Dr. Chris Bourke's book
provides an extended textbook introduction to many core areas of computer
science. It covers the basics of programming: conditionals, loops, functions,
and error handling. More advanced topics concern dynamic memory, collections,
and file I/ using both procedural and object-oriented approaches. There are
chapters on searching and sorting algorithms, graphical user interface design,
and database connectivity. This resource serves well as a starting point, either
for beginners or intermediate learners, in terms of providing overall depth
regarding key concepts and best practices in the subject of programming.
Author(s): Dr. Chris Bourke, Department of
Computer Science and Engineering, University of Nebraska
Introduction
to Theoretical Computer Science by Boaz Barak provides an overview of some
basic notions. This voluminous note starts with serious foundational mathematics
needed to understand the intricacies of computation. Among several models of
computation and their representations, he deals with finite and uniform
computations. Key topics: It presents efficient algorithms which are essential
in solving practical problems and randomized computation, one of whose important
features is to bring probabilistic methods into the design of algorithms.
Advanced topics broaden the knowledge further towards recent research and
trends. This note is intended for students and professionals at large who wish
to have a rigorous introduction to theoretical aspects and their practical
applications in computer science.
Overview
of Computer Science by Phillip Barty Crouch Junior is broad but detailed in most
key areas of computer science. It deals with algorithms, the prerequisite for
problem-solving and data processing. Data representation and logic form the
backbone through which computers understand and execute instructions and are
thus discussed. It does also touch on the topics of machine organization and
Moore's Law, referring to the exponential growth that has occurred in computing
power. It also covers topics in computer security and algorithmic complexity,
and software development practices. Python references and examples, with
practical problems will enable readers to understand and apply the content by
matching theory with hands-on programming.

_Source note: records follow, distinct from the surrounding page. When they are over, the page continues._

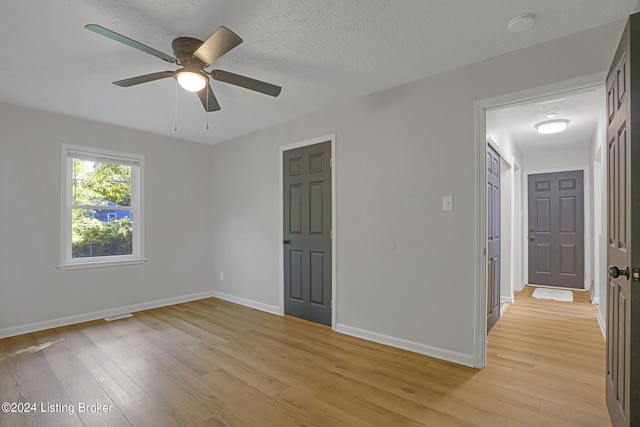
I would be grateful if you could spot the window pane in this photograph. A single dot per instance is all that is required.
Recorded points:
(100, 232)
(100, 184)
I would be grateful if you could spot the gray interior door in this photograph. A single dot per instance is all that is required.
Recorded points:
(493, 237)
(556, 229)
(623, 256)
(307, 232)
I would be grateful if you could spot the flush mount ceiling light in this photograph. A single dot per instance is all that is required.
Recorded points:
(552, 126)
(522, 23)
(191, 81)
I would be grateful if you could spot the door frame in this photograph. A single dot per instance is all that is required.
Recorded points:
(332, 138)
(480, 135)
(588, 220)
(514, 232)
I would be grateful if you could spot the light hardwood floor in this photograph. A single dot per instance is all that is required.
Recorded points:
(215, 363)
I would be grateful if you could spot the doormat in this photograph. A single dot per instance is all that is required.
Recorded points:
(554, 294)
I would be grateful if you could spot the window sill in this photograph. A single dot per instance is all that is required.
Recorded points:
(97, 264)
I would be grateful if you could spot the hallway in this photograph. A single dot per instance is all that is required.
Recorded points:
(552, 355)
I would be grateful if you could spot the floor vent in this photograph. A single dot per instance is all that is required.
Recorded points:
(118, 317)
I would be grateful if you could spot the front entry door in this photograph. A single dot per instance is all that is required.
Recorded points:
(493, 237)
(623, 255)
(556, 229)
(307, 232)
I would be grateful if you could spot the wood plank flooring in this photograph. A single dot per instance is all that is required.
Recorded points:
(214, 363)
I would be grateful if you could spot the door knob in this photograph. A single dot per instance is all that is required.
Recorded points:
(615, 272)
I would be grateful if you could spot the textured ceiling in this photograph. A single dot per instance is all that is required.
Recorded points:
(322, 52)
(581, 108)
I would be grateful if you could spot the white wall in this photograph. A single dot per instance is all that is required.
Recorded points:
(598, 152)
(507, 255)
(398, 152)
(34, 293)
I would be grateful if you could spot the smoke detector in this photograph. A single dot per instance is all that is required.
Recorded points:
(522, 23)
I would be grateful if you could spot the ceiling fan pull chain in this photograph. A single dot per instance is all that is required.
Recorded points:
(175, 121)
(206, 110)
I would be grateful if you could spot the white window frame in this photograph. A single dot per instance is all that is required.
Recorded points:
(136, 161)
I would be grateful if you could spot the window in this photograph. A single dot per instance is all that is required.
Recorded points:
(102, 220)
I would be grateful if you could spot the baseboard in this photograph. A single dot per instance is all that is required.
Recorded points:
(427, 350)
(247, 302)
(603, 325)
(86, 317)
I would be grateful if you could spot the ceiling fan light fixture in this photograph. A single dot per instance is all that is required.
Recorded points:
(552, 126)
(191, 81)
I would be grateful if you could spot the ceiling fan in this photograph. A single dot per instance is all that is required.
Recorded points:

This lecture note provides a thorough introduction to the principles
of propositional logic, an essential component of computer science. It begins
with informal propositional logic and then delves into formal syntax, covering
functions defined recursively and their semantics. The notes explore logical
connectives and their roles in constructing and evaluating logical statements.
Key topics include natural deduction, normal forms, and resolution methods,
which are crucial for reasoning about logical propositions and solving logical
problems. This resource is ideal for students seeking a solid foundation in
propositional logic and its applications in computer science.
These lecture notes
provide broad coverage of general issues in computer science, with an emphasis
on discrete mathematics and programming. The topics taught in this course range
from representational issues and computation of information, Standard ML,
recursion, imperative programming, and encoding of programs as strings. These
notes uniquely combine Boolean algebra and propositional logic with the
description of machine-oriented calculi such as analytical tableaux and
resolution for a wholesome understanding of both the theoretical and practical
aspects of computer science.
This is a comprehensive textbook, covering some fundamental mathematical
concepts underlying computer science. It starts with basic proofs, induction,
and recursion; it proceeds to infinite sets, number theory, and graph theory.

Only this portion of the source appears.